DATA_PATH = f'input/imputed/df_wide_knn_imputed_{DATE_RANGE}.csv'
FEATURE_IMPORTANCE_PATH = f'output/feature_importance/xgb_tuned_feature_importances_multi_target_{DATE_RANGE}.csv'

# PCA params
N_FEATURES = 10
N_COMPONENTS = 2

# DBSCAN params
EPSILON = 0.2
MIN_SAMPLES = 3

# Pull Data and Standardize

In [None]:
# get data
top_features = pd.read_csv(FEATURE_IMPORTANCE_PATH).head(N_FEATURES)['Feature'].tolist()
print(top_features)

data = pd.read_csv(DATA_PATH, usecols=['Country Name', 'Country Code', 'Year'] + top_features)
display(data)
data_features = data[top_features]
data_labels = data[['Country Name', 'Country Code', 'Year']]

In [None]:
# Drop NAs if applicable
print(f"Shape of data: {data_features.shape}")
print(f"NAs: {data_features.isna().sum().sum():,}")

# drop NAs
data_features = data_features.dropna()

print(f"\nShape of data after dropping NAs: {data_features.shape}")
print(f"NAs: {data_features.isna().sum().sum():,}")

In [None]:
scaler = StandardScaler()
data_scaled = scaler.fit_transform(data_features)
print(f"\nShape of scaled data: {data_scaled.shape}")

# PCA

In [None]:
# Perform PCA with dynamic number of components
pca = PCA(n_components=N_COMPONENTS)
data_pca = pca.fit_transform(data_scaled)

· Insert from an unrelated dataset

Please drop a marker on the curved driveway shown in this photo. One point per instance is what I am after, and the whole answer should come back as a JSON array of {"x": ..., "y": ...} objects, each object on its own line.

# Create column names for principal components
pca_columns = [f'PC{i+1}' for i in range(N_COMPONENTS)]
data_pca_df = pd.DataFrame(data_pca, columns=pca_columns)

# Combine with labels
data_pca_df = pd.concat([data_labels, data_pca_df], axis=1)
display(data_pca_df)

In [None]:
# Ensure output directory exists
os.makedirs('output/pca', exist_ok=True)

# Calculate PCA evaluation metrics
explained_variance = pca.explained_variance_ratio_
cumulative_variance = explained_variance.cumsum()

# Create a dataframe to display the metrics
pc_df = pd.DataFrame({
    'Principal Component': [f'PC{i+1}' for i in range(N_COMPONENTS)],
    'Explained Variance Ratio (%)': explained_variance * 100,
    'Cumulative Explained Variance (%)': cumulative_variance * 100
})

# Display the metrics as a table
display(pc_df)

# Create a bar chart to visualize explained variance
fig, ax = plt.subplots(1, 2, figsize=(14, 5))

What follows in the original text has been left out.